It seems that the issue https://github.com/spring-projects/spring-boot/issues/33070 is reproduced again.
We use
[INFO] +- org.springframework.boot:spring-boot-starter-actuator:jar:3.2.4:compile
[INFO] | +- org.springframework.boot:spring-boot-actuator-autoconfigure:jar:3.2.4:compile
[INFO] | +- io.micrometer:micrometer-observation:jar:1.12.4:compile
[INFO] | | \- io.micrometer:micrometer-commons:jar:1.12.4:compile
[INFO] | \- io.micrometer:micrometer-jakarta9:jar:1.12.4:compile
and it seems that https://github.com/spring-projects/spring-boot/blob/v3.2.4/spring-boot-project/spring-boot-actuator-autoconfigure/src/main/java/org/springframework/boot/actuate/autoconfigure/tracing/prometheus/PrometheusExemplarsAutoConfiguration.java causes a deadllock.
Please, refer to the attached thread dump. thread_dump_with_deadlock.txt
Comment From: wilkinsona
@anvo1115 Thanks for the report, but, as far as I can tell from the thread dump, that doesn't look deadlocked to me. reactor-http-epoll-3 is waiting to lock 0x00000000cf5c3e78 which is held by main. However, main is waiting to lock 0x00000000f19e0530 which isn't held by any other thread in the dump. In other words, judging by the thread dump, once the request that's being made by MicroserviceWebClient has completed, processing can proceed.
Comment From: anvo1115
The issue is that the request is not completed. But after we exclude PrometheusExemplarsAutoConfiguration , the request passed.
Comment From: anvo1115
Comment From: wilkinsona
Unfortunately, the thread dump doesn't explain why the request did not complete. None of the threads appear to be in the process of making an HTTP request so it's not clear why the thread that's waiting for one to complete is stuck. If you would like us to spend some more time investigating, please spend some time providing a complete yet minimal sample that reproduces the problem. You can share it with us by pushing it to a separate repository on GitHub or by zipping it up and attaching it to this issue.

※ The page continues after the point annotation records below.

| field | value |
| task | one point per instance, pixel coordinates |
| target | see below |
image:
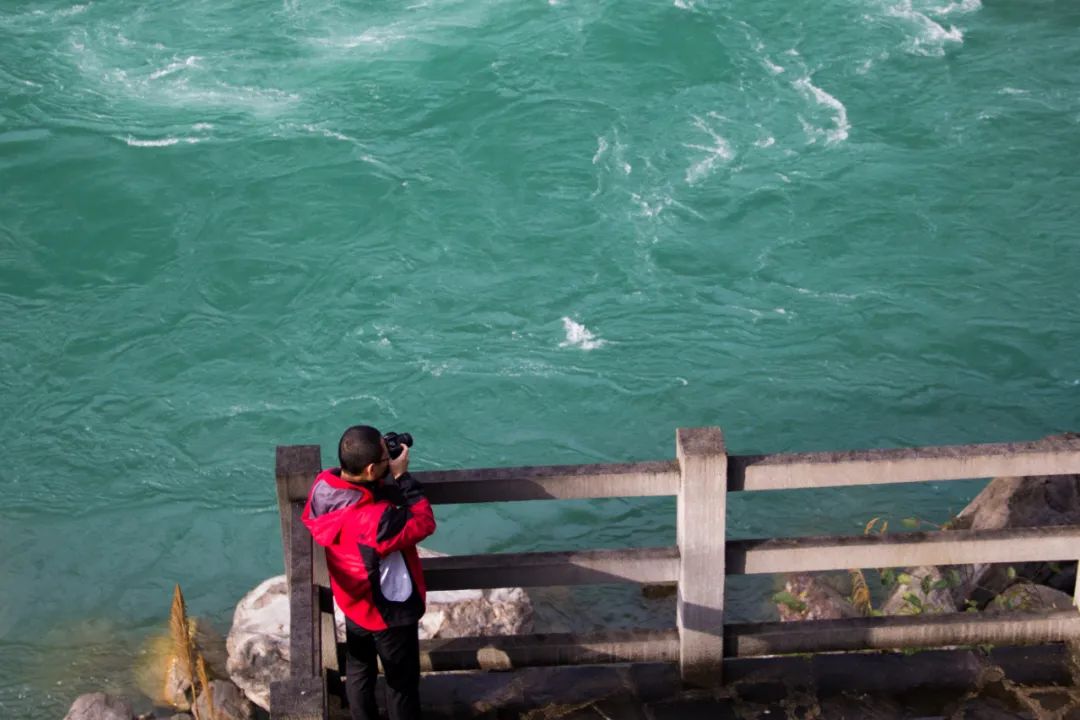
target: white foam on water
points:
(773, 68)
(719, 151)
(617, 152)
(175, 66)
(961, 7)
(839, 131)
(327, 133)
(376, 37)
(931, 36)
(64, 12)
(579, 336)
(162, 143)
(601, 149)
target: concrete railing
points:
(700, 477)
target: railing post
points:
(302, 694)
(701, 530)
(295, 470)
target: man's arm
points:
(407, 525)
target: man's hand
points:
(399, 465)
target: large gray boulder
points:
(1018, 502)
(99, 706)
(1026, 596)
(1006, 502)
(466, 613)
(925, 589)
(258, 641)
(813, 597)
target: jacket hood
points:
(329, 505)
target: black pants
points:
(399, 648)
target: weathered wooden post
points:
(302, 695)
(701, 530)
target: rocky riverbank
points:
(256, 651)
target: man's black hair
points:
(360, 447)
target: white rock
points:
(258, 641)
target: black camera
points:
(395, 440)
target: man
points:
(369, 530)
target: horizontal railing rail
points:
(699, 478)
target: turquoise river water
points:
(528, 233)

Comment From: spring-projects-issues
If you would like us to look at this issue, please provide the requested information. If the information is not provided within the next 7 days this issue will be closed.
Comment From: wilkinsona
Having looked again at https://github.com/spring-projects/spring-framework/issues/32996, I think I now understand what's happening here.
The main thread is making an HTTP request during bean creation and while Framework's singleton lock is held. While the request's reactive and using WebClient, block() is being called so the main thread cannot proceed until the request has completed. reactor-http-epoll-3 is the thread that's performing the HTTP request. WebClient has been instrumented and the observation for the request is being stopped. This results in an attempt to update the last exemplar. This gets stuck because it tries to use LazyTracingSpanContextSupplier which needs to retrieve the Tracer. Doing so requires Framework's singleton lock which cannot be obtained as it's held by main.
This should already be fixed in Framework 6.2.0-M3 but we need to work something out for earlier releases.
@anvo1115, you could avoid the problem by not doing things on multiple threads while also blocking. That would either mean that you stop calling block or that you use an imperative HTTP client.
On our side, it's becoming increasingly apparent that we need a better way of breaking the MeterRegistry <-> Tracer cycle that exemplars cause. We'll discuss this with the observability team.
Comment From: wilkinsona
@anvo1115 it would be interesting to know if defining the following bean works around the problem for you:
@Bean
TracerSpanContextSupplier spanContextSuppler(Tracer tracer) {
return new TracerSpanContextSupplier(tracer);
}
static class TracerSpanContextSupplier implements SpanContextSupplier {
private final Tracer tracer;
TracerSpanContextSupplier(Tracer tracer) {
this.tracer = tracer;
}
@Override
public String getTraceId() {
Span currentSpan = currentSpan();
return (currentSpan != null) ? currentSpan.context().traceId() : null;
}
@Override
public String getSpanId() {
Span currentSpan = currentSpan();
return (currentSpan != null) ? currentSpan.context().spanId() : null;
}
@Override
public boolean isSampled() {
Span currentSpan = currentSpan();
if (currentSpan == null) {
return false;
}
Boolean sampled = currentSpan.context().sampled();
return sampled != null && sampled;
}
private Span currentSpan() {
return this.tracer.currentSpan();
}
}
Comment From: spring-projects-issues
If you would like us to look at this issue, please provide the requested information. If the information is not provided within the next 7 days this issue will be closed.
Comment From: spring-projects-issues
Closing due to lack of requested feedback. If you would like us to look at this issue, please provide the requested information and we will re-open the issue.